Source. Kausalina, 2025




        Badan Pusat Statistik (BPS) pada 2023 mencatat bahwa jumlah wirausahawan di Indonesia mencapai lebih dari 56 juta orang. Namun, jumlah tersebut hanya sebesar 3,47 persen dari total penduduk Indonesia. 

        Selain itu, jumlah wirausahawan muda berusia 20-29 tahun masih cukup rendah, yakni sebesar 6,1 juta orang, atau kurang dari 11 persen dari total wirausahawan di Indonesia.

        Angka tersebut jauh di bawah jumlah wirausahawan berusia 50 tahun ke atas yang tercatat sejumlah 23,9 juta jiwa, atau 42,68 persen dari total wirausahawan di Indonesia.

        Saat ini Indonesia memiliki populasi anak muda yang sangat besar. Jumlah Generasi Z dan milenial di Indonesia melebihi setengah dari jumlah populasi Indonesia, dengan Generasi Z mencapai 74,93 juta jiwa dan generasi milenial mencapai 69,38 juta jiwa.

(https://www.merdeka.com/uang/jumlah-wirausaha-muda-indonesia-masih-sangat-sedikit-apa-soluisnya-226970-mvk.html)

๐Ÿ˜‚๐Ÿ˜Ž

        Beberapa pertanyaan dan pernyataan sekitar Prakarya dan Kewirausahaan adopsi dari Pemerintah seperti fenomena yang terjadi di atas, itu bukan faktor kebetulan tapi kenyataan.
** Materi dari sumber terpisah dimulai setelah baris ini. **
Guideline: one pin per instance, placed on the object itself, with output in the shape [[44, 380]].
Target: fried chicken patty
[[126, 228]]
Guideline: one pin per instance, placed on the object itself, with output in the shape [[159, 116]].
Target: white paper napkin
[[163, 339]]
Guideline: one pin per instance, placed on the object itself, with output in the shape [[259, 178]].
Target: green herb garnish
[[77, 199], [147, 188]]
Prakarya dan kewirausahaan adalah bidang yang mencakup berbagai aspek pengembangan keterampilan praktis dan penciptaan usaha baru. Dalam konteks pengolahan makanan, kosmetik, dan pengobatan, ada beberapa pernyataan dan pertanyaan yang bisa dikonfirmasi:

Pernyataan yang Bisa Dikonfirmasi


1. Pengolahan Makanan :

   - Pengolahan makanan melibatkan berbagai teknik seperti pemasakan, pengawetan, pengeringan, dan fermentasi untuk mengubah bahan mentah menjadi produk yang siap konsumsi.
   - Industri pengolahan makanan harus mematuhi standar keamanan pangan untuk memastikan produk aman bagi konsumen.

2. Industri Kosmetik :

   - Industri kosmetik mencakup produksi produk perawatan tubuh seperti sabun, sampo, krim, dan losion.
   - Produk kosmetik harus memenuhi standarhatan dan keamanan yang ditetapkan oleh badan pengawas obat dan makanan.

3. Industri Pengobatan :

   - Industri pengobatan mencakup produksi obat-obatan, vaksin, dan perangkat medis.
   - Produk farmasi harus melalui proses uji klinis untuk memastikan efektivitas dan keamanannya.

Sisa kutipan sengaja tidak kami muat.